Faculty, nurse managers, administrators, and clinicians need to do their part. Change is imperative. Nursing must defend its right to determine its documentation requirements, just as medicine has done. If nursing continues to do business as usual, nursing as we want it—nursing as individuals need it—will cease to exist. Nursing will continue to be defined by what we do and write and not by what we know.

This sixteenth edition of the Handbook of Nursing Diagnosis has a new organizational philosophy and format. This author has taken the position that all nursing diagnoses are not equal in complexity. Some are not appropriate for beginning students. Some require advanced specialty preparation. With this philosophy, there are three levels of assessments and interventions:

Fundamental Focused Assessments

Extended Focused Assessments

Advanced Focused Assessments

Fundamental Focused Interventions

Extended Focused Interventions

Advanced Focused Interventions

For example, even in a horrific clinical situation and sexual assault, a beginning student can refer to the Fundamental Focused Interventions and is directed to:

Fundamental Focused Interventions

Ask the person “How can I help you?” If sexual assault is suspected, access the institution’s protocol e.g. Sexual Assault Nursing Examiners (SANE), Sexual Assault Response Team (SART), Women against Rape (WAR).

Seek to enhance control with compassion and clinical confidence with the following interactions and interventions (Hellman & Clark, 2014):

R:Because the perpetrator took away control of the individual’s body, this step is vital in starting the individual down the path of recovery.

From goals to specific interventions, Handbook of Nursing Diagnosis focuses on nursing. It provides a condensed, organized outline of clinical nursing practice designed to communicate creative clinical nursing. But more importantly, nurses from beginning students to seasoned nurses will have access to empathetic, scientifically sound nursing interventions.

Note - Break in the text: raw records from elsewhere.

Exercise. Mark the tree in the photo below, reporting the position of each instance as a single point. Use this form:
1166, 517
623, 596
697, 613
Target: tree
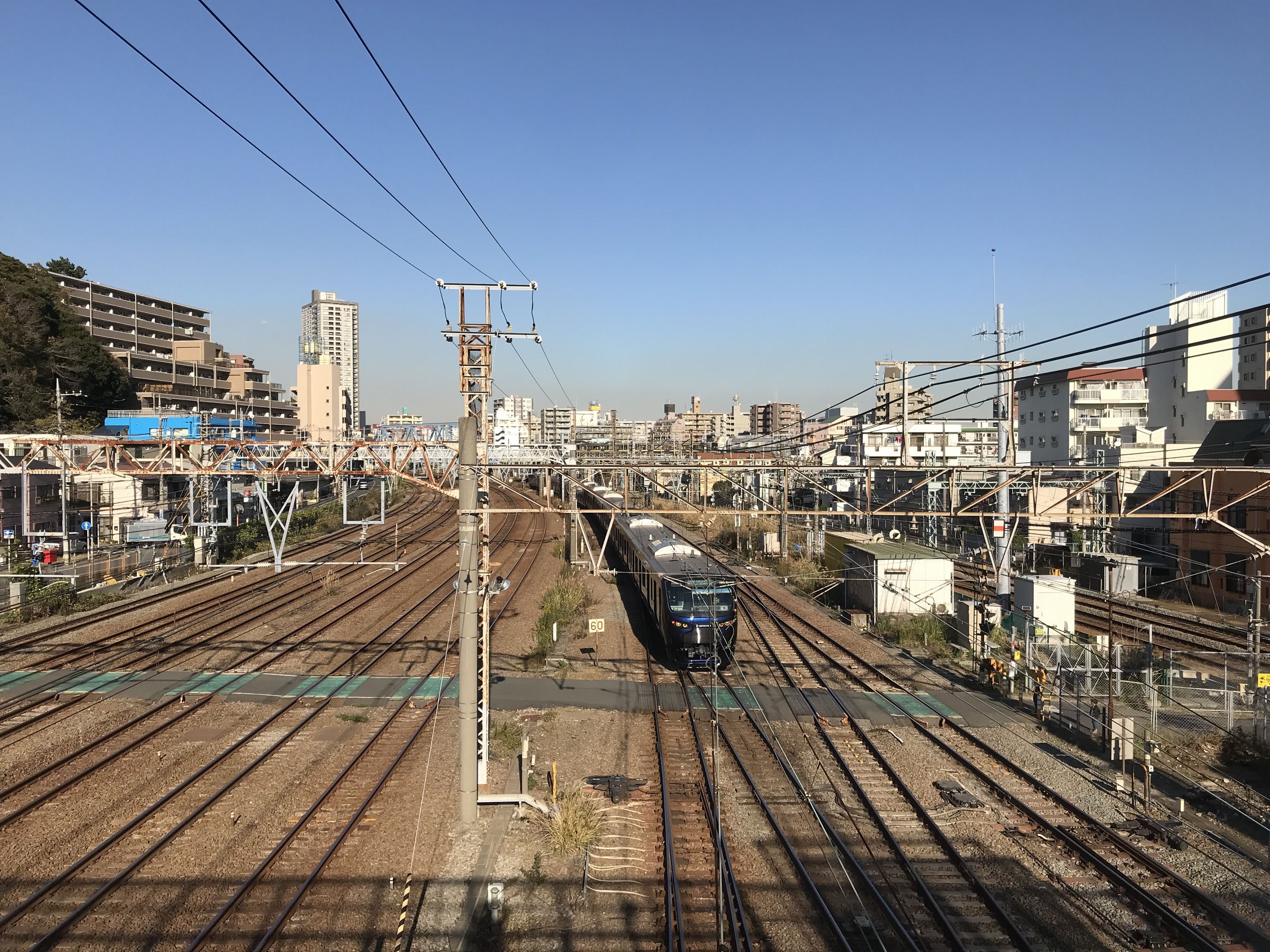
42, 342
65, 266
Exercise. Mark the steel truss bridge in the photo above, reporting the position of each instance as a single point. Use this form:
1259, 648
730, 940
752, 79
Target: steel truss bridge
1183, 492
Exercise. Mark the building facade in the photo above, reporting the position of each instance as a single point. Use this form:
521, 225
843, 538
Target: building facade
775, 419
325, 409
1185, 367
520, 408
332, 327
1076, 416
889, 399
167, 351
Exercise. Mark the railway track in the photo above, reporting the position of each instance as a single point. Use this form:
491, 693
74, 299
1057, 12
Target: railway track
695, 857
146, 602
1128, 620
931, 885
270, 892
1156, 906
198, 640
51, 781
272, 587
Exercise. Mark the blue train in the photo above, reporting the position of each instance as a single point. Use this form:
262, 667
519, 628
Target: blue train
687, 593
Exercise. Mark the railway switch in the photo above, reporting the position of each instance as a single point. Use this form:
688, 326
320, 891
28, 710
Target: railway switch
618, 786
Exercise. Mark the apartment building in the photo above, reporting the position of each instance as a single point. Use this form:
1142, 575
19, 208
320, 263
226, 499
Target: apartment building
332, 327
167, 351
775, 419
1076, 416
325, 409
520, 408
1189, 384
930, 442
557, 426
889, 398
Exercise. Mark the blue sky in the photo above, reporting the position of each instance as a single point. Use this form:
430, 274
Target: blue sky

As a nurse for over 50 years and a primary care nurse practitioner for over 26 years, I proudly bring my clinical expertise to the pages of this book.

Nursing is a sacred privilege with a profound obligation to care for others as if they were your parents, your siblings, your children, grandchildren, or the person you most love in this world. It is very clear that ignoring an individual or denying them the full impact of your nursing presence is not benign but instead a grievous professional offense.

Be aware of the power of your presence; the power of your touch.

Lynda Juall Carpenito APN

Digital Resources

Handbook of Nursing Diagnosis, Sixteenth Edition comes with a complete Companion Website designed to enhance and expand upon key concepts and nursing diagnoses presented within this text. The following features are available for students, practicing nurses, and faculty members:

Additional Nursing Diagnoses

Expands the list of NANDA-I diagnoses presented within the text to include several advanced and specialty diagnoses, including neonatal jaundice, disorganized infant behavior, and autonomic dysreflexia.

Nursing Baseline Assessment Form

Appendix B presents a sample nursing baseline assessment form for students and practicing nurses to review.

Diagnostic Clusters

This in-depth look at diagnostic clusters provides more detail on the clusters identified in Section 4 of the printed text.

The Diagnostic Process, or Putting It All Together

Created by the author, this presentation walks students and practicing nurses through the diagnostic process, offering insights into clinical judgment, decision-making, collaborative problem-solving, and the challenges nurses face when making a medical diagnosis.

Instructor’s Manual

This resource provides faculty with helpful tips on ways to integrate the content into their courses.